The longing to be beautiful is fundamentally a longing to be free from shame. If you can't do this by getting a makeover, contradicting your inner critic, creating a more logical worldview, or acting "as if...," you might as well attack shame directly. How? Open up. Find someone you trust, and start talking about your appearance, about how it makes you feel, no-holds-barred. This isn't an opportunity to fish for insincere compliments but simply to let another into your real experience.
When I ask Maria to do this, she reveals amazing courage. Even after her makeover, remembering and describing her life in her former skin makes her literally shake with shame, with the accumulated loneliness of 10,000 humiliations. As she talks, a sort of miracle happens—not to her but to me. Maria's appearance fades in importance until I forget to judge it. I no longer experience her as merely a physical form but as a loving, sentient being who has suffered deeply.

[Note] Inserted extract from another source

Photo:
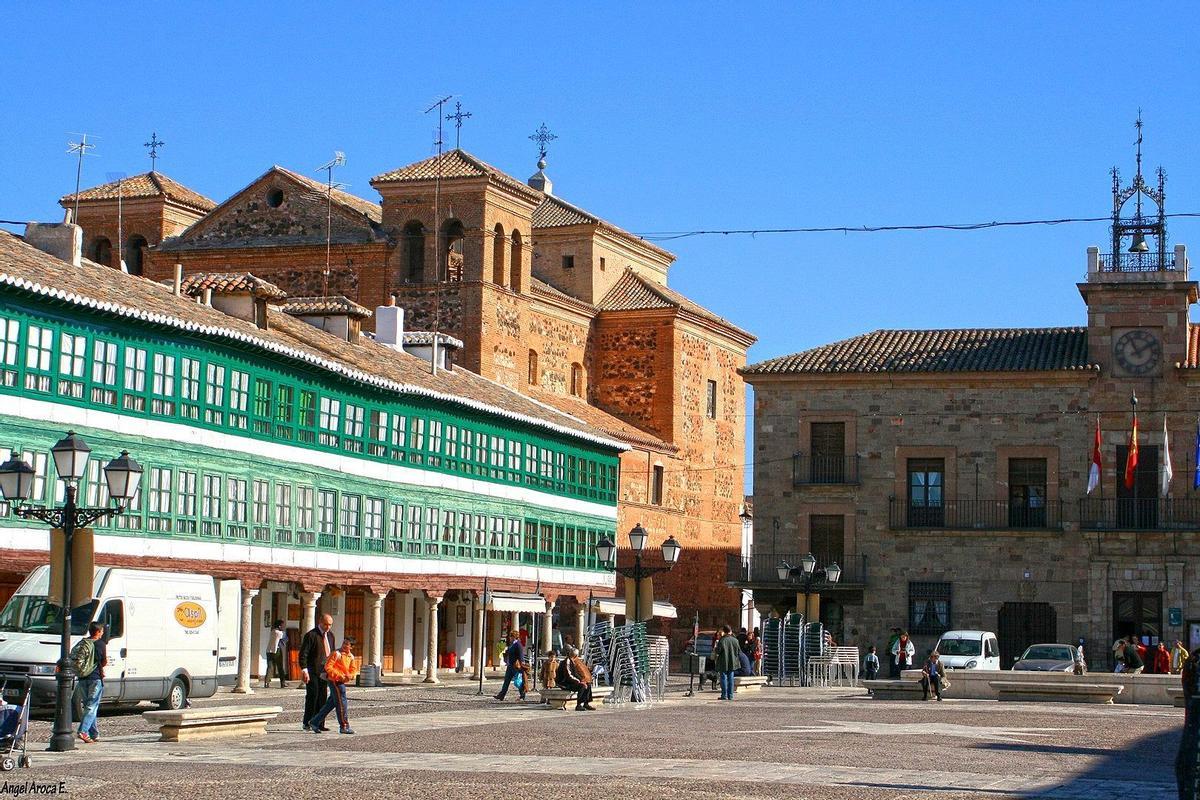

If this conversation had taken place before Maria's nose job, the same thing would have happened—I've experienced it with countless clients and friends. I've seen proof positive: Openness won't make you pretty, but it will make you beautiful. Everyone wants freedom from shame, and if you dare to tell your heart's story, you'll become a source of that freedom. That sort of loveliness really does outshine the divine proportion, overpower social norms, outlast a youthful complexion. This is not another shallow fib but one of the deepest truths of human experience.
Since it's my job to be inappropriately honest, I ask Maria to look me straight in the eyes, and then I tell her what I see: all kinds of beauty, of which her new physical look is the very least important. She seems desperate to drop her gaze, to keep shame's dictates by avoiding seeing herself being seen. But with effort, Maria keeps looking at me looking at her, and something changes. Her horrible self-concept begins to break down. The ugliness in the mind of the beheld can't help yielding to the beauty in the eye of the beholder. Be your most open self, then gaze deeply and honestly into the eyes of anyone who really sees you, and the same alchemical magic will begin to happen.
As you consider these instructions, from ridiculous makeover strategies to sublime truthfulness, you'll begin to see everything and everyone very differently. You may develop your own list of the world's 50 most beautiful: famous folks like Mother Teresa or Desmond Tutu; relative unknowns like your best friend or your grandma; and last but not least, yourself. Take whatever action makes you happy about your appearance, but know that being unapologetically yourself will make you more attractive no matter what. You'll get everything you once thought good looks could buy: acceptance, intimacy, connection, confidence, joy. Trust me, it will be beautiful.